Il fit deux ou trois tours de chambre, se frotta les yeux, bâilla, s’assit et se leva, se rassit encore. Enfin, profitant de l’invitation de Henri, excusé d’ailleurs par les lois de familiarité qui existaient entre les princes et leurs gentilshommes, il déposa sur la table de nuit ses pistolets et la lampe, s’étendit sur le vaste lit à tentures sombres qui garnissait le fond de la chambre, plaça son épée nue le long de sa cuisse, et, sûr de n’être pas surpris puisqu’un domestique se tenait dans la pièce précédente, il se laissa aller à un sommeil pesant, dont bientôt le bruit fit retentir les vastes échos du baldaquin.
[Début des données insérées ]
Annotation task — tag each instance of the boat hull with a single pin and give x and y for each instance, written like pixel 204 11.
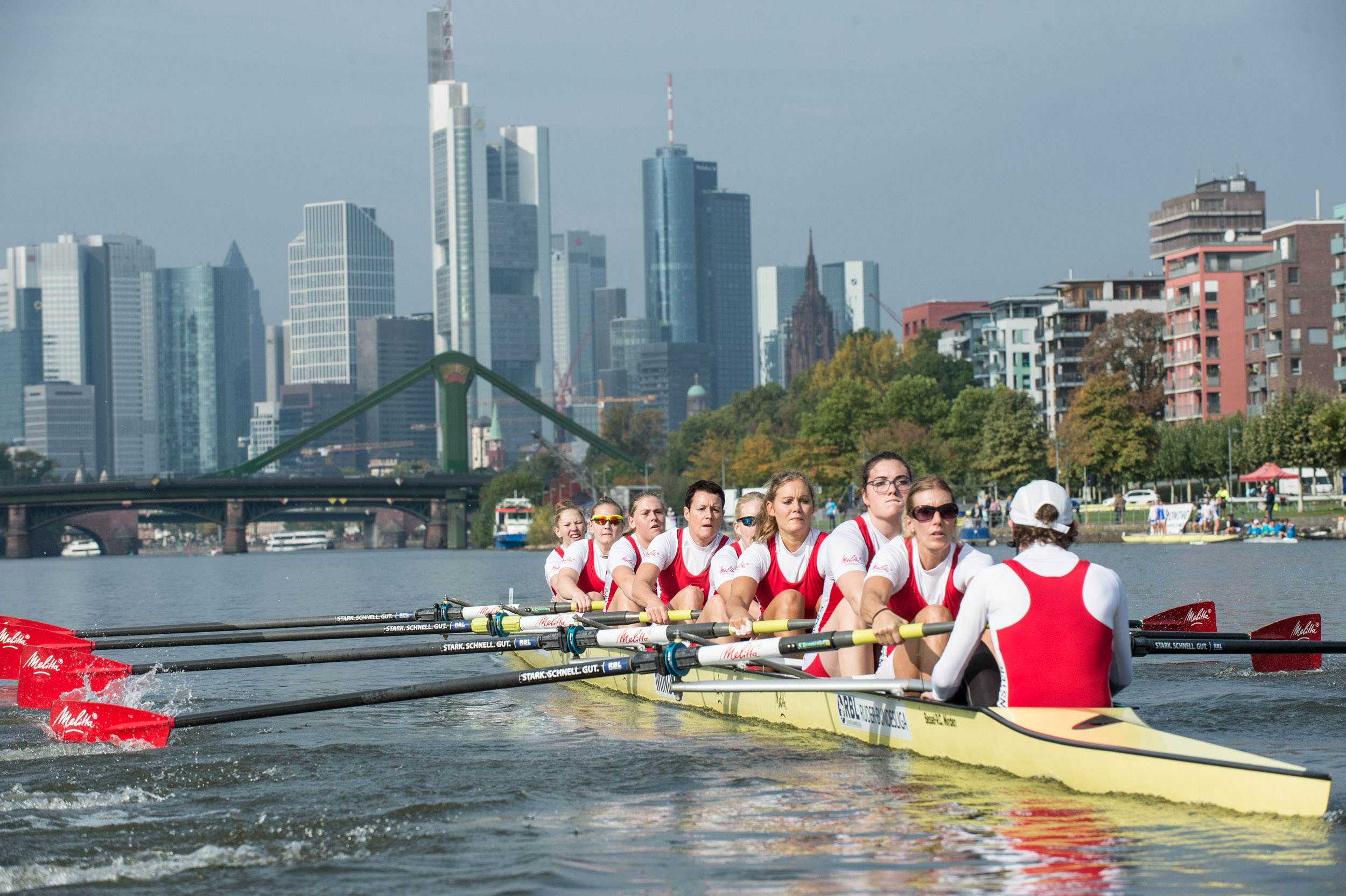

De Mouy ronflait en vrai soudard, et sous ce rapport aurait pu lutter avec le roi de Navarre lui-même.

C’est alors que six hommes, l’épée à la main et le poignard à la ceinture, se glissèrent silencieusement dans le corridor qui, par une petite porte, communiquait aux appartements de Catherine et par une grande donnait chez Henri.

Un de ces six hommes marchait le premier. Outre son épée nue et son poignard fort comme un couteau de chasse, il portait encore ses fidèles pistolets accrochés à sa ceinture par des agrafes d’argent. Cet homme, c’était Maurevel.

Arrivé à la porte de Henri, il s’arrêta.

– Vous vous êtes bien assuré que les sentinelles du corridor ont disparu? demanda-t-il à celui qui paraissait commander la petite troupe.

– Plus une seule n’est à son poste, répondit le lieutenant.

– Bien, dit Maurevel. Maintenant il n’y a plus qu’à s’informer d’une chose, c’est si celui que nous cherchons est chez lui.

– Mais, dit le lieutenant en arrêtant la main que Maurevel posait sur le marteau de la porte, mais, capitaine, cet appartement est celui du roi de Navarre.